Transposition is when music is notated differently between instruments, yet they are audibly playing the same pitch.
There are a few reasons why some instruments are made in different keys.
One reason is that different instruments have different ranges, and so to play the same music on two different instruments, the music may need to be transposed to a different key to fit within the range of each instrument. For example, a trumpet and a clarinet may both be asked to play the same melody, but the trumpet's range is higher than the clarinet's range, so the melody may need to be written in a different key for each instrument to make it playable.
Another reason is that some instruments are easier to play in certain keys due to the way they are constructed. For example, some wind instruments, such as the saxophone, are made with a series of keys that allow the player to produce different notes by pressing down on the keys with their fingers. These keys are arranged in a way that makes it easier to play in some keys than others, depending on the number of keys that need to be pressed down at the same time.
Let's take a closer look at the saxophone family. An alto saxophone is an Eb instrument and a tenor saxophone is a Bb instrument. This makes it easier for a musician to switch between the two and keep the same fingerings. Both instruments use the same fingerings for the note Ab, but because they are different sizes, a different note will come out. So therefore their music is written in different keys so they can audibly play the same pitch, while the notes might be written as a G and a C.
It's important that before you analyze a piece of music that uses instruments in different keys, you transpose them all to concert pitch. That way you'll analyze the pitches that are audibly being played, not each instrument's translation of that note.
But how do you actually transpose? Let's take a simple flute melody in the key of C major:
Let's transpose this example for a Bb clarinet. But before we do, let's see what the clarinet would sound like without transposing. The notes in red show the pitches that you would actually hear:
As you can see, the clarinet sounds a major 2nd below the flute, which is in the concert key of C. This means that the clarinet is in the key of Bb because Bb is a major second (a whole-step) below C. So in order for these two instruments to play the same note, we must transpose the clarinet into the key that is a whole step above the key of C. That means the clarinet must play in the key of D major!
Here is the clarinet part notated in black, which in concert pitch will sound like the notes in red:
Notice how the red notes, the notes you hear, are now in the key of C just like the original flute part! And the written clarinet part is now in the key of D major, a whole-step above the original key.

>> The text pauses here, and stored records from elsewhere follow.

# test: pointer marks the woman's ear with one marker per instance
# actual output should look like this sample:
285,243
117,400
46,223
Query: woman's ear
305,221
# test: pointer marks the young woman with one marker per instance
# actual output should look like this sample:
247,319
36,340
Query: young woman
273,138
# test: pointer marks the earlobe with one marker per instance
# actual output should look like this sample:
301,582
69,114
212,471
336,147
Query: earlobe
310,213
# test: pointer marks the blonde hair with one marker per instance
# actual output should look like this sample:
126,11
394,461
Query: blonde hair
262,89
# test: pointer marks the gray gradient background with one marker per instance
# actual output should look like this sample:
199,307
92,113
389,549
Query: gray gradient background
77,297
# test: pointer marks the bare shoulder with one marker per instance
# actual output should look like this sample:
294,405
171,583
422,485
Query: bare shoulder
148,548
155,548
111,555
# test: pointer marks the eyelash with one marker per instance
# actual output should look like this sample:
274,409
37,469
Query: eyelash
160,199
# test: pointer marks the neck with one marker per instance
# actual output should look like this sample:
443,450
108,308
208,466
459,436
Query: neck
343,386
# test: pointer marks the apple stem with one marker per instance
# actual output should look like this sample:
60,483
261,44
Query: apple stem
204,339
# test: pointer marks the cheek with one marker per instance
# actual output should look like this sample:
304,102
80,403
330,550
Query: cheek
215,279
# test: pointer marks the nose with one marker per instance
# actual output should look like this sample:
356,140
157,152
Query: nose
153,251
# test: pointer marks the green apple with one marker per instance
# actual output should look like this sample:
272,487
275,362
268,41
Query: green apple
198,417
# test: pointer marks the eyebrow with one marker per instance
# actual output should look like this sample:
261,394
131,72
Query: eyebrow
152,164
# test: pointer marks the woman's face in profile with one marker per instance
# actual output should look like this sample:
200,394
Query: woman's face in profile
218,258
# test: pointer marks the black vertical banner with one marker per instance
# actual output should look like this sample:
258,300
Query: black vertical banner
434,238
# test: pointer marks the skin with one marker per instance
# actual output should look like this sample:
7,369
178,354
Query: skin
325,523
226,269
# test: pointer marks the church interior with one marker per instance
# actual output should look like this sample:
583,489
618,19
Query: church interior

An important thing to note here is that when we say that an instrument is in the key of C, that means that a C Major scale sounds like a C Major scale, an e minor scale sounds like an e minor scale, and so on. We never have to transpose instruments written in the key of C, even if we are not playing in the key of C. Similarly, when a Bb instrument plays a C Major scale, it sounds like a Bb Major scale, and when a Bb Major instrument plays an e minor scale, it sounds like a Db minor scale. So, we are always transposing up a M2, regardless of the key we are writing in.
The idea of interval inversions comes into the picture here. Sure, you could just count the number of half steps down the transposed instrument is, and then count up the same number of half steps to transpose it, but this is a pretty tedious process.
Notice that Bb is also a minor 7th above C. What is the inverse? A Major 2nd! So, we need to transpose everything up a Major 2nd.
➡️For the AP® test, you will not need to memorize the keys in which every instrument will be played. But you will need to know how to transpose when told the key and level of transposition of an instrument or voice part. For example, a prompt involving transposition will say "Horn in F, sounding a perfect 5th below the notated pitch". And you, being the great student that you are, will know to transpose that part up a perfect 5th!
However, for your own musical knowledge, here’s a short list of common transposing instruments:
Here is a list of common transposing instruments:
Eb alto saxophone
Bb bass clarinet
Eb baritone saxophone
F baritone horn
🦜 Polly wants a progress tracker: Say you have a trombone part in the key of C and you want to play it on the alto sax which is in the key of Eb, sounding a minor third above the trombone part. What key do you need to transpose the alto sax to?